Sosyal Demokrasi penceresinden baktığımızda seçilmişlerin temsil ettikleri konum ve taşıdıkları sıfatların yükümlülüklerini yerine getirirken siyasetin hastalıklarını, konforunu sorgulamadan, ihtiyaçlarına kafa yormadan statükoya uyum sağlayarak ve “makam” gücünü giyinerek hareket ettiği anlayışın bizi özlediğimiz geleceğe taşımayacağını artık görmeliyiz. Mücadele edilen hak ve özgürlükler, toplumsal barış ve adalet talebi meclis kürsüsünde alkış alan haykırışlarla kişisel şova dönüştüğünde, ya da müsamere düzeyinde popülist gösterilerle dile getirildiğinde, 5/7 dönem korunan koltuklarla siyaset profesyonelliğe dönüşüp kişiyi esir aldığında değişim istemek süslü bir içerik olarak kalır. 

Özellikle son on yıldır “iktidar olmak için sağdan oy almalıyız” mantığı üzerinden kurgulanan siyasi anlayış ve ideolojik sapmalar nedeniyle sol sosyal demokrat söylemlerden tavizler verildi. Hem de sağ iktidarlar iştahla solun söylemlerini kullanmaktan imtina etmezken. Bununla da kalınmadı sağ partilerle kurulan ittifaklar nedeniyle laiklik ilkesi erozyona uğratıldı. Adeta laikliği savunmaktan özenle imtina edildi. Laiklik kavramını bağlamından koparanların tanımladığı laiklik = din düşmanlığı algısı yerleştirildi. Sağın diliyle “dindar”lara ulaşacağız derken “dinci”leri güçlendiren tuhaf bir “kurtuluş” mücadelesi verildi. Sağcılaşmanın yarattığı siyasi atmosferin verdiği sanal güç bazı siyasi hamlelerin misyon olarak görülmesine yol açtı. İktidarın diliyle üretilen siyaset, benimsenen tercih iktidarın tanımlayarak dayattığı düzenin yerleşmesine alan açtı. O dili benimsemiş siyasetçiler o dili ve anlayışı meşrulaştıran sonuçlar üretti. 

30. yılda Sivas Katliamı davası bir kez daha zaman aşımı ile yüz yüze. 2013 yılında zaman aşımına uğratılan dava tam 10 yıldır iç hukuk yolları tükenmesin de AİHM yolu açılmasın diye oyalanırken seçilmişlerin bunu gündeminde tutması gerekir.
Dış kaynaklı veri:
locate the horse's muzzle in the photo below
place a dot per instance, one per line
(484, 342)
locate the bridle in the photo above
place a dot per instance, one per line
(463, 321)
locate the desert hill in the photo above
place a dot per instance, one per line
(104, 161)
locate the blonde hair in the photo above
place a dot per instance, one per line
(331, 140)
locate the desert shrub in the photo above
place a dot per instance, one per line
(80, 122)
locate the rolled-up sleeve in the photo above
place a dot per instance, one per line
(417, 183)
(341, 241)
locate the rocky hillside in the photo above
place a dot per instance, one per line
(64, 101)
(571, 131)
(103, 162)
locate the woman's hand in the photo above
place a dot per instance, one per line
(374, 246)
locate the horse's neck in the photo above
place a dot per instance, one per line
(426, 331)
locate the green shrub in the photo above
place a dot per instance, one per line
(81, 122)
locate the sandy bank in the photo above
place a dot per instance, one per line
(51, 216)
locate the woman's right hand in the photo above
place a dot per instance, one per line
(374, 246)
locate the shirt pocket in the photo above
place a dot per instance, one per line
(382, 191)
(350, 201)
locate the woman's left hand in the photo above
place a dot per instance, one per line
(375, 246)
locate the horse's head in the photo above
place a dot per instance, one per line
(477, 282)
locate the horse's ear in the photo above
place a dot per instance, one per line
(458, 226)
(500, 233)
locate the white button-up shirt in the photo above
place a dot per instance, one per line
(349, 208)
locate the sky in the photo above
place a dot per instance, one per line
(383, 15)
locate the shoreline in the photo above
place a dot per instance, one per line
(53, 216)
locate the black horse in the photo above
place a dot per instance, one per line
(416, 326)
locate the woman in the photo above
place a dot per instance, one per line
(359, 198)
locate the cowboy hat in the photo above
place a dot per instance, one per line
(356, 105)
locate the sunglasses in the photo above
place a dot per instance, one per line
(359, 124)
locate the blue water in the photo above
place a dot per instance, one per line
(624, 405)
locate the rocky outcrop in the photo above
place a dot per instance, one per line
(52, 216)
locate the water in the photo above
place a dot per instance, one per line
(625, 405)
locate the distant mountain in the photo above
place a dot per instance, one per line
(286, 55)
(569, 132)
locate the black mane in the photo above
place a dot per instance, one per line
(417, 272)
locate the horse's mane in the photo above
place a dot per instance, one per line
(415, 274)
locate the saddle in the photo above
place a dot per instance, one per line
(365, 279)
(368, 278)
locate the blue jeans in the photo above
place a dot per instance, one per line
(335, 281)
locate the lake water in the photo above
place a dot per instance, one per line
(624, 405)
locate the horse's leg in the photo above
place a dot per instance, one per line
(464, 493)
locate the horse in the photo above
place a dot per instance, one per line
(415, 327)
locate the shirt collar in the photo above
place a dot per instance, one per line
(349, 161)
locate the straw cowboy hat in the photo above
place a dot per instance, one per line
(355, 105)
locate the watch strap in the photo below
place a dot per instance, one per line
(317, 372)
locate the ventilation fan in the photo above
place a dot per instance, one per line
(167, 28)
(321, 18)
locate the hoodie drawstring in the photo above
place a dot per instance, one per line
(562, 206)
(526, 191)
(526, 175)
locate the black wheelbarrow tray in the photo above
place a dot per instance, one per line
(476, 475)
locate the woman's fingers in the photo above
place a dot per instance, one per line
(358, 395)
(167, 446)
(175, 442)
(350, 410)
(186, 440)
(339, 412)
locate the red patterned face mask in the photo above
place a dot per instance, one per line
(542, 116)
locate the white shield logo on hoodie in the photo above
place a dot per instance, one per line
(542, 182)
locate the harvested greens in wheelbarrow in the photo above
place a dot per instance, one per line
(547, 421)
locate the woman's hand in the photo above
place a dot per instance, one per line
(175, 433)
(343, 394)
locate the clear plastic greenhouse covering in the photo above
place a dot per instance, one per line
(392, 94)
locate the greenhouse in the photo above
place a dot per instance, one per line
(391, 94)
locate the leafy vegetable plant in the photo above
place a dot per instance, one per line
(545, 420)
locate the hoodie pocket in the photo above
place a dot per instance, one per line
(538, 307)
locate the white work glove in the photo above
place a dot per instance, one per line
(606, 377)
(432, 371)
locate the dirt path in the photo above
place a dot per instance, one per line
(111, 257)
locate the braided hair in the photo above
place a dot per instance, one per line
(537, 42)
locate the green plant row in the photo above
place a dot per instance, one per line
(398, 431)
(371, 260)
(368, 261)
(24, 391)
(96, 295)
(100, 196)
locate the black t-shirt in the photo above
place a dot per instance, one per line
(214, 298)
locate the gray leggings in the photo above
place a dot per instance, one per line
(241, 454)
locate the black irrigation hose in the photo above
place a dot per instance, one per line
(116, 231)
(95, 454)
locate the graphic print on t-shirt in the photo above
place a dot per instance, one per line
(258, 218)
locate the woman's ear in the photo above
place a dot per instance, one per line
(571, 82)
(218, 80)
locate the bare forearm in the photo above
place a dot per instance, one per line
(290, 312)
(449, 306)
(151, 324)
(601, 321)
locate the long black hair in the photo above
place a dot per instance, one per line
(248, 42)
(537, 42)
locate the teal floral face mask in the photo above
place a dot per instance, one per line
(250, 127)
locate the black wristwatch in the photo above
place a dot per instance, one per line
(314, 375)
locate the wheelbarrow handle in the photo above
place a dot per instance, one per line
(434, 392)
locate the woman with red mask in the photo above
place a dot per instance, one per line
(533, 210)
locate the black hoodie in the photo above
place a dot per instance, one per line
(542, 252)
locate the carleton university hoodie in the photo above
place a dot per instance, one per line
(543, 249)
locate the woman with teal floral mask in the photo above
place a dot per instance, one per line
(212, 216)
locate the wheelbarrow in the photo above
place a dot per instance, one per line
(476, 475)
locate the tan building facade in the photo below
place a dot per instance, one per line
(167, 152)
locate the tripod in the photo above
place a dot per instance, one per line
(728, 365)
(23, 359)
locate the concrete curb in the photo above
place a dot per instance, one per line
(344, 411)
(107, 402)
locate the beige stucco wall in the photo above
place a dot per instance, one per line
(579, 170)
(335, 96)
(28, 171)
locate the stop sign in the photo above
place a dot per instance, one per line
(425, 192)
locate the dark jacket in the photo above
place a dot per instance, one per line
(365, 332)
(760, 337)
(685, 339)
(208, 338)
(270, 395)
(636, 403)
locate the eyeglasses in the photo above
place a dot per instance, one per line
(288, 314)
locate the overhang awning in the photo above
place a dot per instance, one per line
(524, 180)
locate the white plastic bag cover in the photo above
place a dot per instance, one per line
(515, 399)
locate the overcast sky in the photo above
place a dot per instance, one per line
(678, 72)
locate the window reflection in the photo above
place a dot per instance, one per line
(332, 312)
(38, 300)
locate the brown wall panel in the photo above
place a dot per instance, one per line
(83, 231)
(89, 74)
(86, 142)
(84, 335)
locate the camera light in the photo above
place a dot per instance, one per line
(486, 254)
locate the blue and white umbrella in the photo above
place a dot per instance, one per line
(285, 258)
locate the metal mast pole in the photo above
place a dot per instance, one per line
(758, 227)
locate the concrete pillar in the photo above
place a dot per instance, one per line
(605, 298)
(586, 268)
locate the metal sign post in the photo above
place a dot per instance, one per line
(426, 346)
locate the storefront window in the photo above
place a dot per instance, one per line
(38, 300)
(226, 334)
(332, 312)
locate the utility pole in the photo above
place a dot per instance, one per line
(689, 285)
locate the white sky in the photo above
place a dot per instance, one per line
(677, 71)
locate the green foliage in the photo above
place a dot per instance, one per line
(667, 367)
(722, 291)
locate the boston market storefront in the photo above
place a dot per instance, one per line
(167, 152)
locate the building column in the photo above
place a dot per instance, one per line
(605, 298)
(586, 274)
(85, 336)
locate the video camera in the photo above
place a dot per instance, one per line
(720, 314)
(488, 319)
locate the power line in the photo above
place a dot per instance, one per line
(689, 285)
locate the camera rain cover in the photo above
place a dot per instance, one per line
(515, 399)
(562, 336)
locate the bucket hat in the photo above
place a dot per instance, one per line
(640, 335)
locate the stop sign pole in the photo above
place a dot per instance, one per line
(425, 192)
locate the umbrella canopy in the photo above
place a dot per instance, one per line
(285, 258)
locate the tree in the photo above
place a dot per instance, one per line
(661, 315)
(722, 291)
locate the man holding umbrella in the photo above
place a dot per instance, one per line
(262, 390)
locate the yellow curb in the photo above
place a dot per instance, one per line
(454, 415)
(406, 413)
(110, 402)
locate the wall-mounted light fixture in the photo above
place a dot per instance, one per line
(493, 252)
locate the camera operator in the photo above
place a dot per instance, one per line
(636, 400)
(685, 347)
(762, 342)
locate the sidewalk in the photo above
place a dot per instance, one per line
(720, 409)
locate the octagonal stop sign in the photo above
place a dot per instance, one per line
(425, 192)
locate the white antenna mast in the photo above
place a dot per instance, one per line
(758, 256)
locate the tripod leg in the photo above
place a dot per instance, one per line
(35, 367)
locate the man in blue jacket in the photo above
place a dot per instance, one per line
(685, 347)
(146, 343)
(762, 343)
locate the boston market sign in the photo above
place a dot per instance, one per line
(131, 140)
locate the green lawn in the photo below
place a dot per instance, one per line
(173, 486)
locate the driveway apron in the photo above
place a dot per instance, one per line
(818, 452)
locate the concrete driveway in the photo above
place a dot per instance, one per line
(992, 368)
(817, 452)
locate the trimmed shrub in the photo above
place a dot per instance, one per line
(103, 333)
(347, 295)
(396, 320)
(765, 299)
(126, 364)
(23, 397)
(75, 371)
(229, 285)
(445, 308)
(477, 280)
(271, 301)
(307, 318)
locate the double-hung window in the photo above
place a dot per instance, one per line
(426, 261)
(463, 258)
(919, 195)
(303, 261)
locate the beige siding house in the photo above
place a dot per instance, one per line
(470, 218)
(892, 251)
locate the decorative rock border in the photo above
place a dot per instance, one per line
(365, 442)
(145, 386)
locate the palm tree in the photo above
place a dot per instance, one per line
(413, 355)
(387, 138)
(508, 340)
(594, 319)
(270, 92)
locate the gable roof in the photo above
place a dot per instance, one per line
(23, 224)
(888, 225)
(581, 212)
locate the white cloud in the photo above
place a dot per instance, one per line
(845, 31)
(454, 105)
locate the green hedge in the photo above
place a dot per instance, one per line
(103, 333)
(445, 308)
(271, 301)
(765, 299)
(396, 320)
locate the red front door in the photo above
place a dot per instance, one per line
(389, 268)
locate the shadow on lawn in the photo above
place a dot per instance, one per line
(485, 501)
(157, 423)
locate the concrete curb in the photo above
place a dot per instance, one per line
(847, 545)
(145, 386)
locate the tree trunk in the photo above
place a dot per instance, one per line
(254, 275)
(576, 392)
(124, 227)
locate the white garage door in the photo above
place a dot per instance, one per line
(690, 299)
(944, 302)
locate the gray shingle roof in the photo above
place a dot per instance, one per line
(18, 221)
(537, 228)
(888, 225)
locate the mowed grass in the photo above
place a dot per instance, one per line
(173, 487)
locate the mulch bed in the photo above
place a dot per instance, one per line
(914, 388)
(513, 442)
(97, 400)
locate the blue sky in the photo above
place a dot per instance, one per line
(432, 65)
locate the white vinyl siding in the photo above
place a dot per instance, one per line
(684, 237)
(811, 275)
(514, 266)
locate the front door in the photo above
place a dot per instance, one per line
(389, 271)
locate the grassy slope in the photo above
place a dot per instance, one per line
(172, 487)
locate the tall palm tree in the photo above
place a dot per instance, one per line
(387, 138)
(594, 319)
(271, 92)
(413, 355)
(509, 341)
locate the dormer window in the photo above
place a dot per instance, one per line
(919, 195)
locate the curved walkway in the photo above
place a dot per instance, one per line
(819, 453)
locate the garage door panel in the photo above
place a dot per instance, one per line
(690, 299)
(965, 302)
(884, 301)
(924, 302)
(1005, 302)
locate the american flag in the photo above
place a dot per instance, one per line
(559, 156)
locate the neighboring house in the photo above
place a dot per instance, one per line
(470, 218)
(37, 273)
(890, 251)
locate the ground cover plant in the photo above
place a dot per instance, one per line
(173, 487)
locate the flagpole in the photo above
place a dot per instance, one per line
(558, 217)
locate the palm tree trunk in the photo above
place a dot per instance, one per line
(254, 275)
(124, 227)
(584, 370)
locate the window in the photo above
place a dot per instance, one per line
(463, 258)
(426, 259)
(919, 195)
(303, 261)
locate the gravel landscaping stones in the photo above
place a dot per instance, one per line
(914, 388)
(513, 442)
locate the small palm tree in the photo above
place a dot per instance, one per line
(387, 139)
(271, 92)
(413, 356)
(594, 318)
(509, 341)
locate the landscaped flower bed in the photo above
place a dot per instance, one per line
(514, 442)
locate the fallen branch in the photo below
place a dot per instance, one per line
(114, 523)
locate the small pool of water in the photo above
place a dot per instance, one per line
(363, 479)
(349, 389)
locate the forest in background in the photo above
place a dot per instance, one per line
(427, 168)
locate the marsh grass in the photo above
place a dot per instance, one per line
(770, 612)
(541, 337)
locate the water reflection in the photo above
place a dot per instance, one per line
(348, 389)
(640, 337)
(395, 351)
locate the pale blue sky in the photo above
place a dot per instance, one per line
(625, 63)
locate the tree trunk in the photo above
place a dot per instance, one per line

Basında yer aldığında bile kimsenin dikkatine mazhar olamayan davamızın ikinci ve son uzantısı da bu yıl zaman aşımına uğratılacak. AYM bu dosyayı da koleksiyonuna katarak yıllara meydan okuyacak. Sivas Katliamı davasının adaletsiz kalarak kapanması insanlık suçları içeren nice faili meçhul siyasi cinayetin yanında tozlu raflarda unutulması Gezi davasının, Başbağlar’ın, Roboski’nin, Suruç, Ankara katliamlarının, Tahir Elçi cinayetinin de nicelerinin de kaderi olacaktır. İşte tam da bu nedenle tarihin en gerici meclisinde yeni dönemin siyasi aktörleri parlamento rutinleri dışında kuvvetli, tutarlı ve cesur bir duruşla tutum almalıdır. Seçim sonuçları üzerinden iç kavgalara son vermeli, sadece 1 milyon oy fark ile son anda iktidara tutunan bir lidere zafer alanı açmak yerine oy ve güç kaybı içinde olan iktidarın yanlışlarını gündeme alan, gerçeğin üstüne giderek sahici ve halkın yanında bir siyasetle mücadeleye devam etmelidir.

*Yazar, 26. Dönem Milletvekili, Metin Altıok’un kızı.